Do you understand the difference between the Harmonized Tariff Schedule (HTS) and Schedule B? Exporters often use these terms interchangeably. Technically, however, they serve very different purposes.
HTS codes and Schedule B numbers are both comprised of 10-digit numbers. The HTS is another classification system used in the U.S. to identify imported goods based on their material composition, product name, and/or intended function. It is used to determine the rate of duty applied to an imported good. The HTS is administered by the U.S. International Trade Commission.

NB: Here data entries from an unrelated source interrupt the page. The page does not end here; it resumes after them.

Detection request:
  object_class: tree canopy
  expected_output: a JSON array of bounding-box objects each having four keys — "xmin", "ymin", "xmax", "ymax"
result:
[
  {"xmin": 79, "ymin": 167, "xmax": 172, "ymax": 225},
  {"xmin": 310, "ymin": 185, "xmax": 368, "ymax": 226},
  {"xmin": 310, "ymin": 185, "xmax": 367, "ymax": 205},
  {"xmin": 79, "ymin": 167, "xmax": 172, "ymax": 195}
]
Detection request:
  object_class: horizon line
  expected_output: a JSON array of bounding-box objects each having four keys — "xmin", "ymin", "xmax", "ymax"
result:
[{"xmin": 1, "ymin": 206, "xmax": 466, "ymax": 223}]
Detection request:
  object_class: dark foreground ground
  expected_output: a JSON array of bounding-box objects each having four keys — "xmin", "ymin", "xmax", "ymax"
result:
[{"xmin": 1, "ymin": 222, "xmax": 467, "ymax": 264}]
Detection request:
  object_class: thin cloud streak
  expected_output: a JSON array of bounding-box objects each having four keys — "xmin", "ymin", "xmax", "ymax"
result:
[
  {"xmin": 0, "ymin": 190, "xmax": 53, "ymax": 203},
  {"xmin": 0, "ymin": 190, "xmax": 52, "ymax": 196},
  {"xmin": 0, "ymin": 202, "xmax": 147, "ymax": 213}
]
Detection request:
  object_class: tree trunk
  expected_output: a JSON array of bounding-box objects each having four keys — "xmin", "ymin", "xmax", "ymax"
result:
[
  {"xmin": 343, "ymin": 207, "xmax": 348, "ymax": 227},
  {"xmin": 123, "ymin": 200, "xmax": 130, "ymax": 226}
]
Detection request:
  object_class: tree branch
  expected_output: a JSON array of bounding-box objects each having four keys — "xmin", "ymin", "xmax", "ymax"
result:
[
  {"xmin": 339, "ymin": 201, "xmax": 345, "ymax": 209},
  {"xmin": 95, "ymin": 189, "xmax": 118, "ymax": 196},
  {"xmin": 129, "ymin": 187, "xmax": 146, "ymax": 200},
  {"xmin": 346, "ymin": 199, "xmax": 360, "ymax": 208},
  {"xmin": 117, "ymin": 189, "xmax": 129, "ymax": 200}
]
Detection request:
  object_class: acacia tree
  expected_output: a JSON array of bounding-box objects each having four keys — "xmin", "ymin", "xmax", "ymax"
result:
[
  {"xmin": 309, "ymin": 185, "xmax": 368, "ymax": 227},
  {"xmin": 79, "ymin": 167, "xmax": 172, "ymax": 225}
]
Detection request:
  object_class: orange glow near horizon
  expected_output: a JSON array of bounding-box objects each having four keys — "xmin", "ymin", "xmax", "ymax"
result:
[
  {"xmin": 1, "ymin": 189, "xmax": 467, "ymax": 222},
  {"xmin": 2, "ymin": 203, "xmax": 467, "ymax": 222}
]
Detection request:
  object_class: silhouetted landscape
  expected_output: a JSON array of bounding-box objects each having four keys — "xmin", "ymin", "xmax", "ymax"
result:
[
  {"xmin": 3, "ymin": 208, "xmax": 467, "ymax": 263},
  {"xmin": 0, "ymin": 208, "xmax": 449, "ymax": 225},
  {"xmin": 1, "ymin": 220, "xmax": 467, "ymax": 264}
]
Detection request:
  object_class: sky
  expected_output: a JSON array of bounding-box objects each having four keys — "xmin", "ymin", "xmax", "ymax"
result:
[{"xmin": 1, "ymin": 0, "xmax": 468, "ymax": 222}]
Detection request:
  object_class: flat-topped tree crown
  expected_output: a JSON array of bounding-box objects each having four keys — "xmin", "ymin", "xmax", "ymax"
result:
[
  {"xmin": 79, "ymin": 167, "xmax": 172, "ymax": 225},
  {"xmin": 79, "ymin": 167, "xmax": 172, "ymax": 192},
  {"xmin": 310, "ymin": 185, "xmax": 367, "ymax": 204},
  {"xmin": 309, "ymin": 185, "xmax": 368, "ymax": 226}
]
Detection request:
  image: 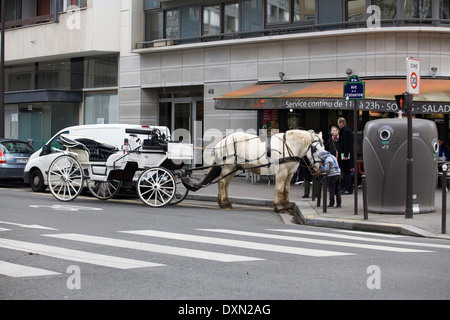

Schedule B numbers, on the other hand, are used by the U.S. Government to track statistics of exported goods. These statistics are collected and compiled in terms of approximately 8,000 commodity classifications in “Schedule B: Statistical Classification of Domestic and Foreign Commodities Exported from the United States,” which is maintained by the U.S. Census Bureau, Foreign Trade Division.
HTS codes should be included on shipping documents for every import. Schedule B numbers are reported as part of the Electronic Export Information (EEI) in the Automatic Export System (AES). Schedule B numbers need to be filed with EEI when the value of the commodity classified under each individual Schedule B number is over $2,500 or if a validated export license is required to export the commodity.
It’s critical to use the correct HTS codes because the rate of duty applied to imported goods is assessed based on this classification. The failure to use the proper HTS code could lead to costly delays in getting your import shipment cleared through Customs. It is equally important to report the correct Schedule B number for exports because it enables the USG to provide industry with valuable data regarding globally traded goods. Finally, the failure to properly use HTS codes and Schedule B numbers could potentially lead to fines and other penalties.